The letter from Tom DeVito, vice president and general manager in its New York office, wrote to its millions of customers paying tribute to the company’s expansion and multi-billion dollar investment plans. But customers were none too happy, and when DeVito invited them to give feedback over Facebook they happily obliged.

Ironically you have to “Like” the AT&T page to leave a comment.

A customer, Maxwellimus Gordon, commented:  “I wanted to say I “liked” this just to write on this wall. Thanks Tom Devito, for sending me a lovely e-mail which obviously got to me hours later because of cellphone reception. I just wanted to let you know that the only reason my data usage rates aren’t higher on their iPhone’s is because nobody gets service. For not having service in one of the most populous regions in America (NYC) you guys should be ashamed.”

Fred Nikgohar , another customer, said: “It is utterly ignorant of you to ask your customers to provide feedback in a centralized place, given that you forgot about us customers a loooooong time ago… but since you ask, here it goes; I have a single simple request:

“If you take my $155/month, please let me make a SINGLE phone call from beginning to end without dropping my call, in LOS ANGELES.

“Remember your “customers”… the people who PAY you? Ahhhhh forget it… you have more important things to take care of…! Like counting our money!”

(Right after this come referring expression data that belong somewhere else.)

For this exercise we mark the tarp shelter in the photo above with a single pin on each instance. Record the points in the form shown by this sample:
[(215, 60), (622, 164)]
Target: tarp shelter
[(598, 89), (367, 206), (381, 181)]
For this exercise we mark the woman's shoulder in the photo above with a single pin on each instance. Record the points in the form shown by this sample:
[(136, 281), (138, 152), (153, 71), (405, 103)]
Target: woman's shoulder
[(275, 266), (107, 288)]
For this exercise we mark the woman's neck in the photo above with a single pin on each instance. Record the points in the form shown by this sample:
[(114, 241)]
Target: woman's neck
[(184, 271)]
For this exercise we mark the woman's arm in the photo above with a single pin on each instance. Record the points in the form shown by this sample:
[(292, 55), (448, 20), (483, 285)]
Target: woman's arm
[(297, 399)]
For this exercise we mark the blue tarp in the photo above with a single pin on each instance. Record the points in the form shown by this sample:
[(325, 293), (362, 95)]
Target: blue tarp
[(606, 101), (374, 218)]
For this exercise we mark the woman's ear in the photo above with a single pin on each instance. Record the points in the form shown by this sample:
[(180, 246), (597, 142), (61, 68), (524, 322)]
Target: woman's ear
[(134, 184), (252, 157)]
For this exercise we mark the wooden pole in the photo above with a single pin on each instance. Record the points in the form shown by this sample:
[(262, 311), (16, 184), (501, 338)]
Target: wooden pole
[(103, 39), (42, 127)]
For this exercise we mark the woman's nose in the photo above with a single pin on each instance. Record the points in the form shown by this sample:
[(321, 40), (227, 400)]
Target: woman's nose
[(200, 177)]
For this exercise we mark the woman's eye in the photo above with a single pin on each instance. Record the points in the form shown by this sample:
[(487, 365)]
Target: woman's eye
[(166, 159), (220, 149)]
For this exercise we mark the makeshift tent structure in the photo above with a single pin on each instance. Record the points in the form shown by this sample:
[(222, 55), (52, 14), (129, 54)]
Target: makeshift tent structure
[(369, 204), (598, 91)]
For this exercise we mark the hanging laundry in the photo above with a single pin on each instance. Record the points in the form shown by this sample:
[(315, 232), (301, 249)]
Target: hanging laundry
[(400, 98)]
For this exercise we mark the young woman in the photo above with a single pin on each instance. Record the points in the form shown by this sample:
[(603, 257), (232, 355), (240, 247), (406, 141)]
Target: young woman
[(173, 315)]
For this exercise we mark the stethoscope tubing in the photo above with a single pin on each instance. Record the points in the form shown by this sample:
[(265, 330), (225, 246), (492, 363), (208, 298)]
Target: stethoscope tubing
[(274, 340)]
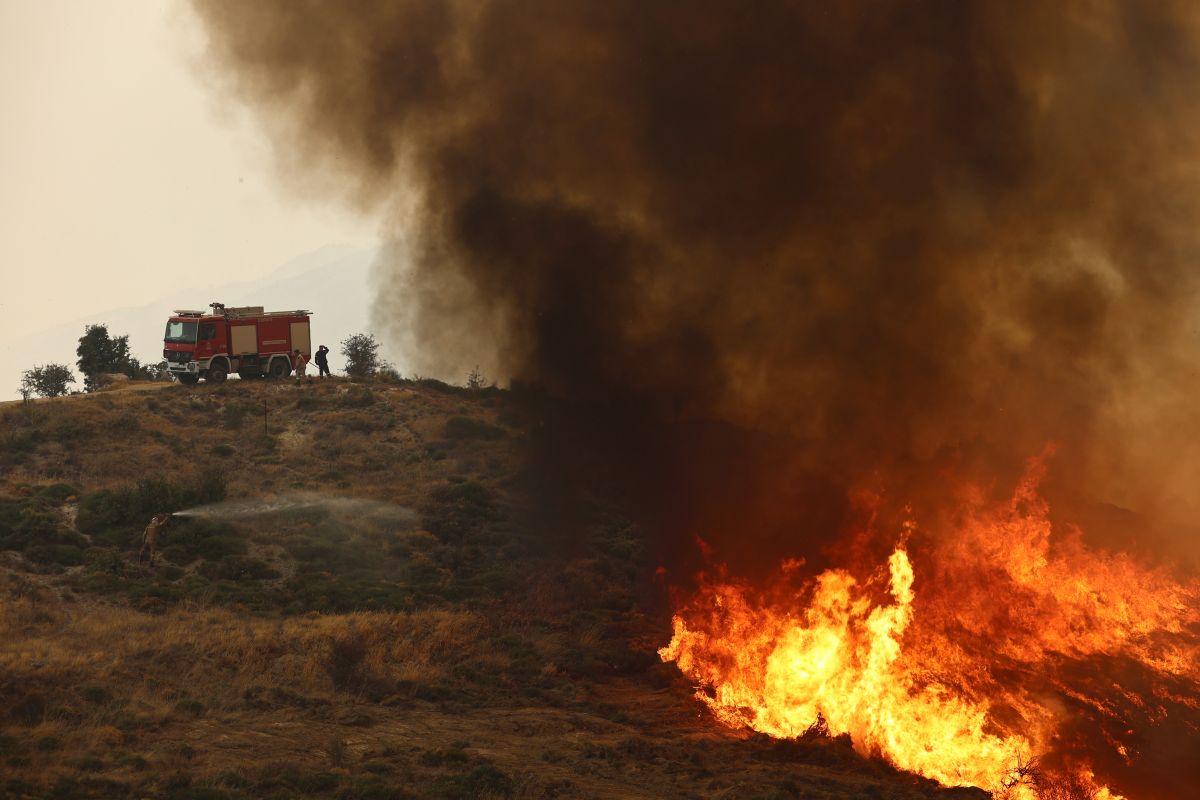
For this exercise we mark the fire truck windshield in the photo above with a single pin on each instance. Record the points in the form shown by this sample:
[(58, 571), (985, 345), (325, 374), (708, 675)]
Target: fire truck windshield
[(180, 332)]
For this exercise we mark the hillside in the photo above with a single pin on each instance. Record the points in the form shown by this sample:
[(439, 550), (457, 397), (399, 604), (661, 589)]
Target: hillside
[(366, 605)]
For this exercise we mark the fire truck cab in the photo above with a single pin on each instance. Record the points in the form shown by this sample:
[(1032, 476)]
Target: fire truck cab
[(249, 341)]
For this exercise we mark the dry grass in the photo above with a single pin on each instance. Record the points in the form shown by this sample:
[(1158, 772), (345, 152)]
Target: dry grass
[(509, 673), (216, 654)]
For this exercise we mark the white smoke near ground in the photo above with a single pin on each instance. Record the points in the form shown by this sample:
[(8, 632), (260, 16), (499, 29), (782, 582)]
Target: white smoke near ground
[(299, 501)]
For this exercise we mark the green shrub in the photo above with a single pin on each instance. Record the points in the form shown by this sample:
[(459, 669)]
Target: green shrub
[(484, 781)]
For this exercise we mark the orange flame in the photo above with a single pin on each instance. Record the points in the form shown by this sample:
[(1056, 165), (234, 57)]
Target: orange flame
[(911, 666)]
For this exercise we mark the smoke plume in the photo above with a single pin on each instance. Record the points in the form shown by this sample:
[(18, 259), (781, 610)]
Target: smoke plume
[(767, 251)]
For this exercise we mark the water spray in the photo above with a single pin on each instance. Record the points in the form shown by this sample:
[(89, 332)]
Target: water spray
[(299, 501)]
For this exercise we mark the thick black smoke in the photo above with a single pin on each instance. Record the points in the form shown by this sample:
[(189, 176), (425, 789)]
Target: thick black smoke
[(760, 252)]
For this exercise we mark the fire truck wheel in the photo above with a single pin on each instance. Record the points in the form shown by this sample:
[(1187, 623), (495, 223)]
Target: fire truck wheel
[(280, 368)]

Another user wrote: “Can you please stop sending me bills for the service I don’t have. I am not a ATT customer for 6 months but still getting the bills.” 

It’s yet another example of outfits chasing numbers on social media before being bitten in the rear. The idea behind social media in businesses is to engage with your userbase and establish trust between brands and customers. It shouldn’t just be a conduit for promotion.